I realized that as far as they are concerned our synagogue has always existed. The founding date of 1963 is just as distant as 1948, or for that matter, 70 C.E. This synagogue is the only place most of them have ever known. I imagine they also think this Jewish space will exist forever. Their synagogue is as eternal as the eternal light. Their questions made me realize that eternity is more about memory than fact. This can be a jarring realization.

Every synagogue has an eternal light. In some they are modern. In others more traditional. I cannot think of a synagogue without this familiar symbol. The term, however, suggests a misunderstanding of the Torah’s intention.

The Torah commands, “You shall further instruct the Israelites to bring you clear oil of beaten olives for lighting, for kindling lamps regularly (ner tamid).” (Exodus 27) We are supposed to light this lamp regularly. In fact, the Bible suggests that the lamp was only lit during the evening hours to illuminate the darkness. In later times, the light was kindled two times a day, in the morning and evening, corresponding to the times for prayer services.

It appears that the eternal light with which we are familiar and which we associate with a synagogue’s sanctuary did not become commonplace until the seventeenth century. Even its Hebrew name suggests that it is anything but eternal. Ner tamid should be more accurately translated as “regular light” or even “always light.” It is up to us to light it.

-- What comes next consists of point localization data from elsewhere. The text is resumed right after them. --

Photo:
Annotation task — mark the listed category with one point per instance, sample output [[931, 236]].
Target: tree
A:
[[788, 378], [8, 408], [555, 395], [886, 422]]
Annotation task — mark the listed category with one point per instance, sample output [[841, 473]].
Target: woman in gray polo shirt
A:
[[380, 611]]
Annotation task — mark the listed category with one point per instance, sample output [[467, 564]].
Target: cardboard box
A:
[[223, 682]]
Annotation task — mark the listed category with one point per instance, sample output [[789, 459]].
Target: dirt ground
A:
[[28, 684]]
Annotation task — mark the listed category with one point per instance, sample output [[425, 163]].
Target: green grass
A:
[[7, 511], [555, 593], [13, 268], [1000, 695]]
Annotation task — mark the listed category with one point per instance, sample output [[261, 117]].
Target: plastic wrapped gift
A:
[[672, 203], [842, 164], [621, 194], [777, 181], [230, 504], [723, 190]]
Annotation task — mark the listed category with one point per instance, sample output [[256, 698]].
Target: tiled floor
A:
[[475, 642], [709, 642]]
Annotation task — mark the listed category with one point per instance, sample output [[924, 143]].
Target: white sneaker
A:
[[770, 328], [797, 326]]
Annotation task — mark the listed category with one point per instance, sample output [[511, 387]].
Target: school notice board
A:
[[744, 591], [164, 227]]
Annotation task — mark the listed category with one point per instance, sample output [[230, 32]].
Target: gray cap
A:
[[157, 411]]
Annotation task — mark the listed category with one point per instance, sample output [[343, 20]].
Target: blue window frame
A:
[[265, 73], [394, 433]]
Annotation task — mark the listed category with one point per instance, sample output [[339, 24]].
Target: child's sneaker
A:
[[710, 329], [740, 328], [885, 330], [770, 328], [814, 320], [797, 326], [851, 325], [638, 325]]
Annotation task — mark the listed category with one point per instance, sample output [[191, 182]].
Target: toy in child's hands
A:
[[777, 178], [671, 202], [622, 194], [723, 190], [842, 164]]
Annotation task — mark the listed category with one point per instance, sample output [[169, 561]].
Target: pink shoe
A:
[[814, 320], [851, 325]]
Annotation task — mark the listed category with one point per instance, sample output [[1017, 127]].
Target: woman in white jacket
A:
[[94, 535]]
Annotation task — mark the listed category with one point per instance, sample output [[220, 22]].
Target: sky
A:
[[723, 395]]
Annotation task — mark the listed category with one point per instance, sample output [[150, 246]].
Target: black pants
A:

It is also up to us to invest it with meaning. Symbols are about the meaning we assign to them. We like to believe that such things are eternal. We like to think that the symbols we find meaningful have always been part of synagogue architecture and design. Here is the truth we do not wish to admit. Symbols evolve. They change as we march through history. Sometimes a symbol that once had a negative association takes on positive meaning.

The Jewish star, for example, is more recent than one might suspect. Its wider use is traced again to the seventeenth century and the Jewish quarter of Vienna. There it was used to demarcate the Jewish neighborhood. And it appears that it was also at this time that the star began to be incorporated in more synagogue buildings.

It was not until the Zionist movement in the nineteenth century that the Jewish star began to be used in a more positive way. Since the founding of the State of Israel, the star has become for many Jews a source of pride.

People will object. And some might even get angry. They will say, “King David had this star emblazoned on his shield!” This is not true even though the star is called a Magen David, the shield of David. There is no evidence to suggest that its use in association with Jews and Judaism predates the Medieval period.

Hundreds and hundreds of years ago do at times appear like an eternity ago. No symbol is eternal. We invest meaning in the objects adorning our sanctuaries. We assign their importance in our minds. Our memories, especially those from our younger years, make us believe that the symbolic objects we saw back then are as eternal as the world itself.

And so, when looking at the ner tamid, burning brightly above our beautiful Ark holding our sacred Torah scrolls, I would suggest we ask ourselves these questions, “What am I going to do to make sure this light always remains illuminated? What am I go to do to keep the flames of Jewish life burning for generations to come?”

A symbol is supposed to spark an inspiration.

The eternal light is only eternal if we make it so.